Laurence, Christian published the artcileHydrogen-Bond Acceptance of Solvents: A 19F Solvatomagnetic β1 Database to Replace Solvatochromic and Solvatovibrational Scales, COA of Formula: C2H5NO, the main research area is solvent hydrogen bond acceptor solvatomagnetic scale database.
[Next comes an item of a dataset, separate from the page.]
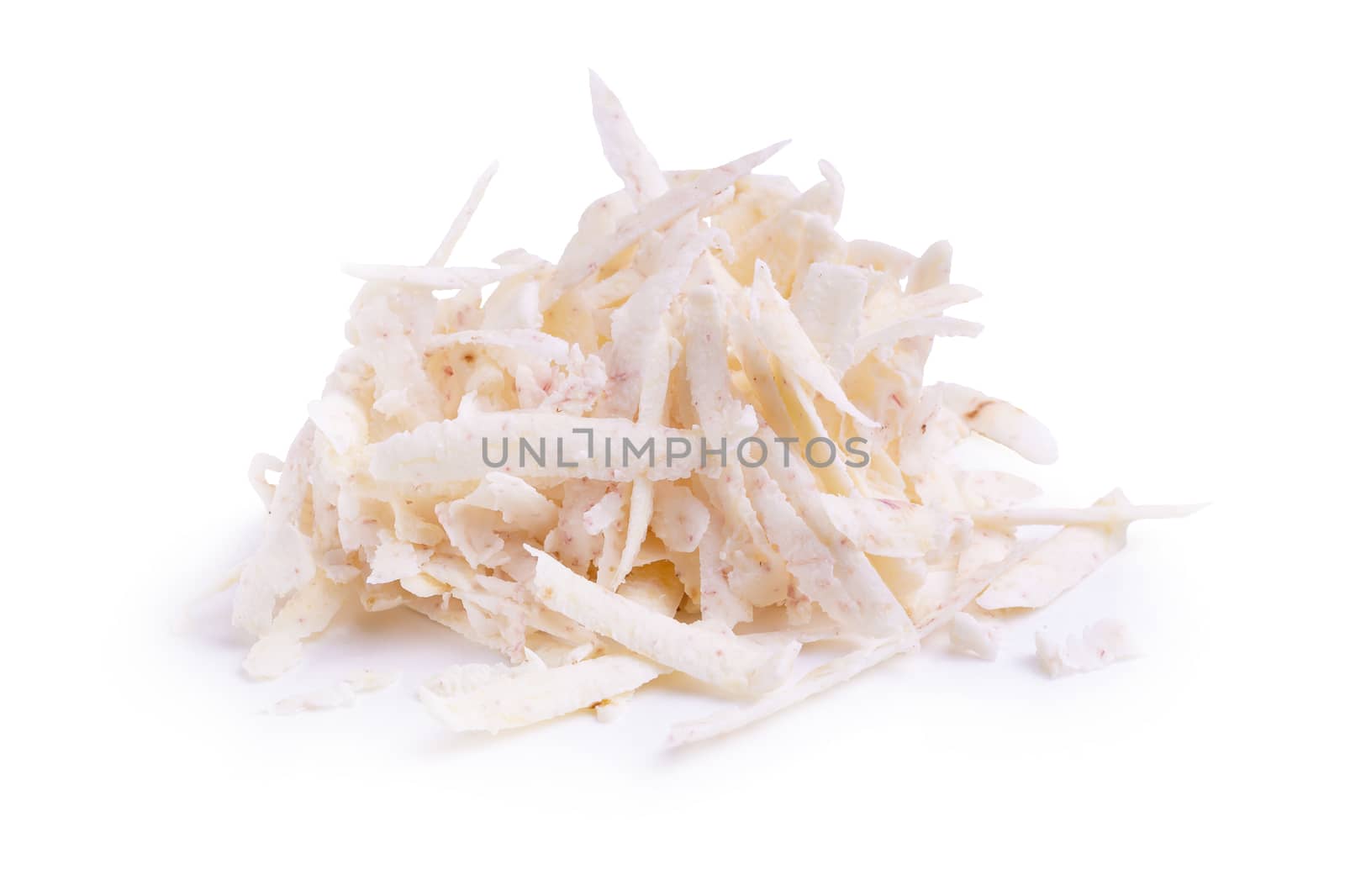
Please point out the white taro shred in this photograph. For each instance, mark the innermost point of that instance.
(701, 307)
A variety of physicochem. properties and several hydrogen-bond donors have been used to define methods and to build scales aiming at measuring the hydrogen-bond acceptance of solvents. There is a great deal of confusion in these scales and methods. Solvatochromic, solvatocalorimetric, solvatovibrational, and 19F solvatomagnetic comparison methods are critically reviewed. Only two methods, the solvatomagnetic and the solvatocalorimetric ones, are able to yield reliable solvent hydrogen-bond acceptance scales. The solvatomagnetic β1 scale defined from the 19F chem. shift of 4-fluorophenol is extended to many solvents including ionic liquids and green solvents. The results for about 240 hydrogen-bond acceptor solvents are organized in a numerical β1 database. The comparison of β1 with solvatochromic scales highlights their shortcomings, in particular for the important class of amphiprotic solvents. Therefore, the use of the 19F solvatomagnetic comparison method and of the solvatomagnetic β1 scale is recommended in solvent effect studies.
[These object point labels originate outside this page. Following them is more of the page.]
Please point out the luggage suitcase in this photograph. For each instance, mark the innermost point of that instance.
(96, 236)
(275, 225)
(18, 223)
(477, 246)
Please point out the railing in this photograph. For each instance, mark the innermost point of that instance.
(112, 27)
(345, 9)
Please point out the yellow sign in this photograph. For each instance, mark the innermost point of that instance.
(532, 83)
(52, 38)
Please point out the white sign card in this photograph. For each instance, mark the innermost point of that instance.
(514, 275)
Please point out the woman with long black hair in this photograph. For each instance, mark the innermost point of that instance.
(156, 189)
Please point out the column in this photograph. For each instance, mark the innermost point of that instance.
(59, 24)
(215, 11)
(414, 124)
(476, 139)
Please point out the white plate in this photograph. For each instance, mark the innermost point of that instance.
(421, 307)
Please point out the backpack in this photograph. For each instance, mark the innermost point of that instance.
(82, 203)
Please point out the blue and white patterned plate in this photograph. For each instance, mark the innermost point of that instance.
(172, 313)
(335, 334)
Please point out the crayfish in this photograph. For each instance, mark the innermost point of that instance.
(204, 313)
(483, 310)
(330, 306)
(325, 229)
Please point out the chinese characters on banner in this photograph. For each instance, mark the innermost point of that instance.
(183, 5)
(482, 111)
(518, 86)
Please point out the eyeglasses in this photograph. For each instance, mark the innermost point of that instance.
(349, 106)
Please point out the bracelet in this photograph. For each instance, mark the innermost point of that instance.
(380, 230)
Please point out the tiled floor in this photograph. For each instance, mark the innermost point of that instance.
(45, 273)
Journal of Organic Chemistry published new progress about Basicity (hydrogen-bond). 123-39-7 belongs to class amides-buliding-blocks, name is N-Methylformamide, and the molecular formula is C2H5NO, COA of Formula: C2H5NO.

Referemce:
Amide – Wikipedia,
Amide – an overview | ScienceDirect Topics

Quach, David published the artcileStrategic Design of Catalytic Lysine-Targeting Reversible Covalent BCR-ABL Inhibitors, HPLC of Formula: 292170-96-8, the main research area is BCR ABL inhibitor lysine drug design; cancer; covalent inhibitors; lysine; proteomics; reversibility.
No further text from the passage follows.